EL LORO DE LA ABUELA
Cuando, siendo niños, íbamos de visita a casa de la abuela, contemplábamos con asombro un guacamayo grande y colorido, serio, que hacía equilibrios en su aro metálico. Le hablábamos, le dábamos semillitas de calabaza y de girasol. El guacamayo las abría con singular habilidad y dejaba caer con total indiferencia las cáscaras. En la charola que la abuela tenía estratégicamente colocada bajo el loro, se acumulaban toda clase de desperdicios sin que el animal se preocupara de ello. Tanto era así, que cuando nosotros comíamos descuidadamente, nos caía encima la frase de rigor: «Niño, pareces el guacamayo.»
En estos últimos años he vuelto a pensar muchas veces en aquel guacamayo, que permanecía tan indiferente a su entorno. Simplemente vivía, comía y expulsaba residuo, sin ocuparse lo más mínimo ni siquiera de mirar adónde iban a parar. En cierto modo, las sociedades industriales se han comportado de forma muy similar desde el siglo XVIII.
Al principio, atraídas por el mágico imán del progreso, se lanzaron a la carrera de la producción en serie, a la fabricación de maquinaria pesada. El desarrollo tecnológico y las leyes del mercado constituyeron la brújula del trabajo industrial. Aún no se planteaba la más mínima preocupación por el destino de los desechos que esas flamantes fábricas arrojaban a los ríos y campos. Tampoco se pensaba en la finitud de los recursos naturales empleados como materias primas. Lo importante era producir, vender y hacer rentables las empresas.
Este modelo de sociedad, cada vez más especializada y orientada a la producción y al consumo, fue exportada a los países menos industrializados y proveedores de materias primas, de modo que, bajo un sistema u otro, inmensas zonas de territorio en nuestro planeta empezaron a industrializarse y a gestar nuevos basureros. El transporte a base de combustión de gasolina, generalizado en toda la tierra, no ha contribuido a mejorar la situación. Tampoco lo ha conseguido la energía nuclear.

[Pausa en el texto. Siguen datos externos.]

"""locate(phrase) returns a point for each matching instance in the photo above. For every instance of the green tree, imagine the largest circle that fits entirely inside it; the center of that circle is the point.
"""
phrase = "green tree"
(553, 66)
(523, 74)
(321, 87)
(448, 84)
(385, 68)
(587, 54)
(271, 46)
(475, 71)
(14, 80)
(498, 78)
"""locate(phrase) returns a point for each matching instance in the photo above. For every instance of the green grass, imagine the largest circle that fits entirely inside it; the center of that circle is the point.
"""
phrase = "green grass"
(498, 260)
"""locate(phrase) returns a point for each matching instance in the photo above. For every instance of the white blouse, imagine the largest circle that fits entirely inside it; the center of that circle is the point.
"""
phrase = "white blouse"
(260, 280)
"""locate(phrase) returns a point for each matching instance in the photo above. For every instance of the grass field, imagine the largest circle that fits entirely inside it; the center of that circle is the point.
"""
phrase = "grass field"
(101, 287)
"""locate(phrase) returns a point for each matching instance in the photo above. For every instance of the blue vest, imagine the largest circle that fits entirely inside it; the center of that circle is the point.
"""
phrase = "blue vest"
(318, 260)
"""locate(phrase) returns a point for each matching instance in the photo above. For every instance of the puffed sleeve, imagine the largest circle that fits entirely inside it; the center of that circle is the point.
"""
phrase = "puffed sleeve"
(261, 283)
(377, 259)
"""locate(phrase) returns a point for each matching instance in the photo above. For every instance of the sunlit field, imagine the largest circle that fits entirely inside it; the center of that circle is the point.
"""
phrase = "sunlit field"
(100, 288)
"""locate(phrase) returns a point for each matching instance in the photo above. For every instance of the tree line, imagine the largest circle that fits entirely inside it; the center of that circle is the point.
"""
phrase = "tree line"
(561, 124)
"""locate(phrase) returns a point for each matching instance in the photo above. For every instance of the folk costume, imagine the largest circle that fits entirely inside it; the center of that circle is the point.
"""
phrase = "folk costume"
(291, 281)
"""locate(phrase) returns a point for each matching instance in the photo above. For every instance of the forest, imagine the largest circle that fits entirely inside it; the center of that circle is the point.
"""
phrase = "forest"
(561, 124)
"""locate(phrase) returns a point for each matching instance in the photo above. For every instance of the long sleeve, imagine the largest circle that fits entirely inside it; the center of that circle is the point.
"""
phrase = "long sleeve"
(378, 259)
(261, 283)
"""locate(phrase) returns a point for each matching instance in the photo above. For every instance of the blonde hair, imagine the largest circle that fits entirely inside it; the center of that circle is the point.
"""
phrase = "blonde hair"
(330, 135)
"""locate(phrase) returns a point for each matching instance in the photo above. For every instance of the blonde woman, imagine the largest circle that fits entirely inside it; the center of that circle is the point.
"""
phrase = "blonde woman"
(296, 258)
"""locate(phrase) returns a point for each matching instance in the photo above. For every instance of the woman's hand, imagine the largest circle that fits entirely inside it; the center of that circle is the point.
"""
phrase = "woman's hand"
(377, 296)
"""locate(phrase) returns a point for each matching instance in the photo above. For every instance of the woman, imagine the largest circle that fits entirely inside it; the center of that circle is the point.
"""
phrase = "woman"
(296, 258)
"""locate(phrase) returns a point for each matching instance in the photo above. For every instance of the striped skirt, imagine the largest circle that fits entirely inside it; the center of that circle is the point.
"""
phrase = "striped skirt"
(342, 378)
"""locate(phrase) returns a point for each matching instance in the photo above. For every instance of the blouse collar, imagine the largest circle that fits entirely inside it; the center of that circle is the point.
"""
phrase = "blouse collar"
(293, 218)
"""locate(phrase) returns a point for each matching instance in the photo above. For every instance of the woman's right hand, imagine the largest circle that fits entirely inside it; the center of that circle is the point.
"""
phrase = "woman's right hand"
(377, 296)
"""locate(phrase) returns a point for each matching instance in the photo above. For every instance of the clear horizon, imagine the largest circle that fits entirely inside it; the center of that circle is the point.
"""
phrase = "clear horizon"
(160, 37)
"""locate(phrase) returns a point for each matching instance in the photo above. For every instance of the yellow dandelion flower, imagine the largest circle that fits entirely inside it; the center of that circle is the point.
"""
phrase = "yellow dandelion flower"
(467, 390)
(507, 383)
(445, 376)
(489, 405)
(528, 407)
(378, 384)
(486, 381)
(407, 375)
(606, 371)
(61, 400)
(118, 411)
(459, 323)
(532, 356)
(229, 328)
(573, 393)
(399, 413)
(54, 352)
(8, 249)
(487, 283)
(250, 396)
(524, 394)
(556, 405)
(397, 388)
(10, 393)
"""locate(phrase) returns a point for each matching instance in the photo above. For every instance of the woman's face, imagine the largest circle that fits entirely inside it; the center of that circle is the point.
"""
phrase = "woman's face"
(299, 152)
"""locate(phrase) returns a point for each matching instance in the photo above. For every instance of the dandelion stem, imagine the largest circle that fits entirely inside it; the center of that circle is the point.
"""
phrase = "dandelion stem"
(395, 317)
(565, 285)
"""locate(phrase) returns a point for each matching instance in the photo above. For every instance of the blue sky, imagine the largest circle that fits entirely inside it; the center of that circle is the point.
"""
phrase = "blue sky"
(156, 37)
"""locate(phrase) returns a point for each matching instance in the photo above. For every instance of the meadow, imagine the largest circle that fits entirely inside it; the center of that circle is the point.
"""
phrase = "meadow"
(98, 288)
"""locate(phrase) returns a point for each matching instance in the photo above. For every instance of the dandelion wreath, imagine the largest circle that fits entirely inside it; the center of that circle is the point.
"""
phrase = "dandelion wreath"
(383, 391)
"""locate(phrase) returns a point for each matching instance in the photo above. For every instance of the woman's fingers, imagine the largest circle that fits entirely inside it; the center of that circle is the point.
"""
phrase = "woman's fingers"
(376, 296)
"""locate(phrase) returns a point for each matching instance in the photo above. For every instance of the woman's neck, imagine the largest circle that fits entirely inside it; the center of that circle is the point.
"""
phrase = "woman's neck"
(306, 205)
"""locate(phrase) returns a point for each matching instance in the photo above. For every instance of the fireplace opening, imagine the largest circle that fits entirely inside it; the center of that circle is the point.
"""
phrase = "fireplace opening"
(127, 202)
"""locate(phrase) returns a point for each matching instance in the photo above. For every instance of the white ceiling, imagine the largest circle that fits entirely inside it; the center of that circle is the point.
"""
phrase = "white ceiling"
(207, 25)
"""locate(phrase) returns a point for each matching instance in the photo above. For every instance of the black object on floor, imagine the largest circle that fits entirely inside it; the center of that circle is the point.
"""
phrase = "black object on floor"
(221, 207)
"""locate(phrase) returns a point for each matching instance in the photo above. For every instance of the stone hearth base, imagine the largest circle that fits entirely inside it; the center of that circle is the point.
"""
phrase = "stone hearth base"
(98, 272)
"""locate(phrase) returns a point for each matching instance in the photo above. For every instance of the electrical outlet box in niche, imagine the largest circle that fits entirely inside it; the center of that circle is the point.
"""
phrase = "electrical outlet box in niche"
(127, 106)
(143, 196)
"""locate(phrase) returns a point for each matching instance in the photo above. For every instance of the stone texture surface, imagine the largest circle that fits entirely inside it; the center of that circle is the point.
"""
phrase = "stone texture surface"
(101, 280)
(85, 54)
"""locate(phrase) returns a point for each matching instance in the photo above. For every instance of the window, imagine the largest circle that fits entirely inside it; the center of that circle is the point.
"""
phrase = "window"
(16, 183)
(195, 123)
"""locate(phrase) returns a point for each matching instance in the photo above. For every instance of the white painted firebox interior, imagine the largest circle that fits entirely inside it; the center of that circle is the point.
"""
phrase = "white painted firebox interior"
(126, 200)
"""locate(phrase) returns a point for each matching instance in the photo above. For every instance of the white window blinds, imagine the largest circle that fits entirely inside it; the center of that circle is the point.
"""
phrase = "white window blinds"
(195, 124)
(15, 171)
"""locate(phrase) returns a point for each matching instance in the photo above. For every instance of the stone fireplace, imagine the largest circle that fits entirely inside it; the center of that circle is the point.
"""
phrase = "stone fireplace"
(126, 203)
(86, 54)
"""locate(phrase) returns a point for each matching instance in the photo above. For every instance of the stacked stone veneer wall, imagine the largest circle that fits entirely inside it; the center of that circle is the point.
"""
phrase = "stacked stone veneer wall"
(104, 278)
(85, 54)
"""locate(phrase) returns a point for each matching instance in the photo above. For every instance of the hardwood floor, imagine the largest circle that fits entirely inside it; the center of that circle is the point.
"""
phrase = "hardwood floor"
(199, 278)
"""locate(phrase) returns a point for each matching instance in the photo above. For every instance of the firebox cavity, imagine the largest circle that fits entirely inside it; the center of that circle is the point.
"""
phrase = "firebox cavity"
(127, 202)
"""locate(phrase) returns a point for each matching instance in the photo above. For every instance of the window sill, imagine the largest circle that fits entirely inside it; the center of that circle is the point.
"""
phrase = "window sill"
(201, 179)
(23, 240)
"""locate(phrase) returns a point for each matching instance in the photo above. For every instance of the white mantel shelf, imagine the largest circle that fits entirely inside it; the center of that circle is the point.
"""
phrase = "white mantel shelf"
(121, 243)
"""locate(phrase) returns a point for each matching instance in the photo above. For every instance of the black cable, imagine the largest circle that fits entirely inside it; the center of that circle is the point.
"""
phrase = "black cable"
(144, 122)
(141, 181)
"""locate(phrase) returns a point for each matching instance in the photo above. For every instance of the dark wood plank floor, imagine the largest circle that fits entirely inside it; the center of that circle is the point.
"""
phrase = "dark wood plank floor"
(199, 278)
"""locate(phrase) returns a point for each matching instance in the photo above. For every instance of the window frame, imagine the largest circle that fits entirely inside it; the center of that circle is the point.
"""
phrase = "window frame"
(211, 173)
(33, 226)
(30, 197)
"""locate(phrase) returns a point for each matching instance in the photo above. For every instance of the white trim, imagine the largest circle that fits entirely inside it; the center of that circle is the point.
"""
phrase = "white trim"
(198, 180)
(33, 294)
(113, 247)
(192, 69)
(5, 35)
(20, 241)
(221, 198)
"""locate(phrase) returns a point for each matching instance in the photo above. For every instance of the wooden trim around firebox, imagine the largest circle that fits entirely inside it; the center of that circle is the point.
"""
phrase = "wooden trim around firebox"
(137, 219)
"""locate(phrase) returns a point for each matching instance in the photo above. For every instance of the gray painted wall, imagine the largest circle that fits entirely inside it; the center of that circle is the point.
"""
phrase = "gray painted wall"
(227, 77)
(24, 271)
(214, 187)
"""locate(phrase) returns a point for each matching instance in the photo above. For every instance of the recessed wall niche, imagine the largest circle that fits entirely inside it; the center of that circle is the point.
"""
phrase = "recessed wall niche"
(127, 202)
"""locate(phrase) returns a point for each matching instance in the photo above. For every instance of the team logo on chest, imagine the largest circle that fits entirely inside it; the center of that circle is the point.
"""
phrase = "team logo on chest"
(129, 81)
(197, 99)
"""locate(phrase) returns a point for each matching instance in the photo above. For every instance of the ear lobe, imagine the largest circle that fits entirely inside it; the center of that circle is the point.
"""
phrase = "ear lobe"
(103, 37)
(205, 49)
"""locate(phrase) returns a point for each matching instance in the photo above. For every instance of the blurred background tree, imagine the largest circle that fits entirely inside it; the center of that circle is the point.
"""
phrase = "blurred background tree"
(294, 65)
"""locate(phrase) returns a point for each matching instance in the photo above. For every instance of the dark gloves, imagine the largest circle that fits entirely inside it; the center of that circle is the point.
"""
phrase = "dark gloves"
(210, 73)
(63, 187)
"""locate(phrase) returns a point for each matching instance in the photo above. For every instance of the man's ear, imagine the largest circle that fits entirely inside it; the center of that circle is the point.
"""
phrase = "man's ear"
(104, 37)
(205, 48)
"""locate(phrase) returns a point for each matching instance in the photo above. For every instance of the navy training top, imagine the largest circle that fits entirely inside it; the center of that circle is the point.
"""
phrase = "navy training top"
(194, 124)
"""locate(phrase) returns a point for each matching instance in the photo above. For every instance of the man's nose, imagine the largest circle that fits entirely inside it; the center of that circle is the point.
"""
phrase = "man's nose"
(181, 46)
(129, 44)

Al igual que el guacamayo de mi abuela, nosotros nos hemos ocupado tan sólo de vivir, de producir lo que nos hacía falta –y lo que no–, sin considerar seriamente el destino de los desechos que, por ser seres vivos, necesariamente producimos. Ahora que la situación se ha agravado alarmantemente, y que tantos grupos protestan por el saqueo que realizamos con la Tierra, es cuando comenzamos a pensar seriamente en este asunto, lo que debería ser connatural a nosotros: qué hacer con nuestros desperdicios.
La alternativa no es volver atrás, a un bucólico modo primitivo de vivir, sino poner todas las energías y lucidez de las ciencias y tecnologías al servicio de una nueva búsqueda: cómo vivir de un modo más ecológico. La situación de nuestro planeta no deja lugar a dudas: está en franco deterioro. Si nosotros, causantes de ello, no ponemos los medios para frenarlo, en menos de una generación los problemas de salud humana, animal y vegetal escaparán a nuestro control. El guacamayo no podía aprender, pero nosotros sí.